L’œu­vre de cri­tique fron­deuse à laque­lle est soumis l’É­tat s’ex­erce égale­ment con­tre toutes les insti­tu­tions sociales. Le peu­ple ne croit plus, il ne croit absol­u­ment plus à l’o­rig­ine sainte de la pro­priété privée, pro­duite, nous dis­aient les écon­o­mistes, — ils n’osent plus le dire main­tenant, — par le tra­vail per­son­nel des pro­prié­taires ; il n’ig­nore point que le labeur indi­vidu­el ne crée jamais des mil­lions ajoutés à des mil­lions, et que cet enrichisse­ment mon­strueux est tou­jours la con­séquence d’un faux état social, attribuant à l’un le pro­duit du tra­vail de mil­liers d’autres ; il respectera tou­jours le pain que le tra­vailleur a dure­ment gag­né, la cabane qu’il a bâtie de ses mains, le jardin qu’il a plan­té, mais il per­dra cer­taine­ment le respect pour toutes les pro­priétés fic­tives que représen­tent les papiers de toute espèce con­tenus dans les ban­ques. Le jour vien­dra, je n’en doute point, où il repren­dra tran­quille­ment pos­ses­sion de tous les pro­duits du labeur com­mun, mines et domaines, usines et châteaux, chemins de fer, navires et car­gaisons. Quand la mul­ti­tude, cette mul­ti­tude « vile » par son igno­rance et la lâcheté qui en était la con­séquence fatale, aura cessé de mérit­er le qual­i­fi­catif dont on l’in­sul­ta, quand elle saura en toute cer­ti­tude que l’ac­ca­pare­ment de cet immense avoir repose unique­ment sur une fic­tion chi­rographique, sur la foi en des paperass­es bleues, l’é­tat social actuel sera bien men­acé ! En présence de ces évo­lu­tions pro­fondes, irré­sistibles, qui se font dans toutes les cervelles humaines, com­bi­en niais­es, com­bi­en dépourvues de sens paraîtront à nos descen­dants ces clameurs forcenées qu’on lance con­tre les nova­teurs ! Qu’im­por­tent les mots orduri­ers déver­sés par une presse oblig­ée de pay­er ses sub­sides en bonne prose, ou même les insultes hon­nête­ment proférées con­tre nous par ces mêmes dévotes « saintes mais sim­ples » qui por­taient du bois au bûch­er de Jean Huss ! Le mou­ve­ment qui nous emporte n’est pas le fait de sim­ples éner­gumènes ou de pau­vres rêveurs, il est celui de la société même dans son ensem­ble. Il est néces­sité par la marche de la pen­sée, dev­enue main­tenant fatale, inéluctable, comme le roule­ment de la terre et des cieux. 

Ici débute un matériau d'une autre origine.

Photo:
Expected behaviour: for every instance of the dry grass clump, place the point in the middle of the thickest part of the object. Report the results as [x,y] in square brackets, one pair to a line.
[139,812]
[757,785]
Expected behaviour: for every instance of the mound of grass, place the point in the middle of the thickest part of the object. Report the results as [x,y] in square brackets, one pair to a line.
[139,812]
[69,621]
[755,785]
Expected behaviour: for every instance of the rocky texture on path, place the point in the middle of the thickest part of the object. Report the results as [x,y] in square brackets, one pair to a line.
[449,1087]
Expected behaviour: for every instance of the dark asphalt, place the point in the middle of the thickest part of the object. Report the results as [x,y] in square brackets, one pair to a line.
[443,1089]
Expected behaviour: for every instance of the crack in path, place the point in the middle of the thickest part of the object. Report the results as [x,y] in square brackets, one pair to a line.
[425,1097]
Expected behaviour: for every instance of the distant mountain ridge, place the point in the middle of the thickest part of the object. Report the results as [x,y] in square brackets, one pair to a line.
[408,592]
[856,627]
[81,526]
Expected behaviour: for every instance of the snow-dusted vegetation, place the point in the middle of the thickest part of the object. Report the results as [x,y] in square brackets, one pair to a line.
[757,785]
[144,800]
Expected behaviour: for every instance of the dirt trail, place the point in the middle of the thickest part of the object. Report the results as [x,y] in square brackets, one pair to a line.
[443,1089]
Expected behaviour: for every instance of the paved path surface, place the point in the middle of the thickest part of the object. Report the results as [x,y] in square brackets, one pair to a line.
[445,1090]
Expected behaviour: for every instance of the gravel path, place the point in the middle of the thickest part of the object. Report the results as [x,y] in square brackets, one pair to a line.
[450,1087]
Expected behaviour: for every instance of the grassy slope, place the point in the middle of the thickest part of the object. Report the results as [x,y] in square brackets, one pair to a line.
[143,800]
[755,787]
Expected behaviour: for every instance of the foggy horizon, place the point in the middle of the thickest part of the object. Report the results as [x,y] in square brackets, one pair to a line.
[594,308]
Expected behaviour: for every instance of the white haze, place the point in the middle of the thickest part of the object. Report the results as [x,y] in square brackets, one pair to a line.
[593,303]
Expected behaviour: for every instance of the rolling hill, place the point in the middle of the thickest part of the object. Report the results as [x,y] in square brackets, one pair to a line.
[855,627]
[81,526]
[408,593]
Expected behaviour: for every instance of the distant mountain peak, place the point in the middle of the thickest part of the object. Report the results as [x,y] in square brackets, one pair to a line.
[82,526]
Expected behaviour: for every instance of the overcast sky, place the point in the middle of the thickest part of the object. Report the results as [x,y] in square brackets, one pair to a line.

Pour­tant un doute pour­rait sub­sis­ter dans les esprits si l’a­n­ar­chie n’avait jamais été qu’un idéal, qu’un exer­ci­ce intel­lectuel, un élé­ment de dialec­tique, si jamais elle n’avait eu de réal­i­sa­tion con­crète, si jamais un organ­isme spon­tané n’avait sur­gi, met­tant en action les forces libres de cama­rades qui tra­vail­lent en com­mun, sans maître pour les com­man­der. Mais ce doute peut être facile­ment écarté. Oui, des organ­ismes lib­er­taires ont existé de tout temps ; oui, il s’en forme inces­sam­ment de nou­veaux, et chaque année plus nom­breux, suiv­ant les pro­grès de l’ini­tia­tive indi­vidu­elle. Je pour­rais citer en pre­mier lieu divers­es peu­plades, dites sauvages, qui même de nos jours vivent en par­faite har­monie sociale sans avoir besoin de chefs, ni de lois, ni d’en­c­los, ni de force publique ; mais, je n’in­siste pas sur ces exem­ples, qui ont pour­tant leur impor­tance : je craindrais qu’on ne m’ob­jec­tât le peu de com­plex­ité de ces sociétés prim­i­tives, com­parées à notre monde mod­erne, organ­isme immense où s’en­tremê­lent tant d’autres organ­ismes avec une com­pli­ca­tion infinie. Lais­sons donc de côté ces tribus prim­i­tives pour nous occu­per seule­ment des nations déjà con­sti­tuées, ayant tout un appareil poli­tique et social.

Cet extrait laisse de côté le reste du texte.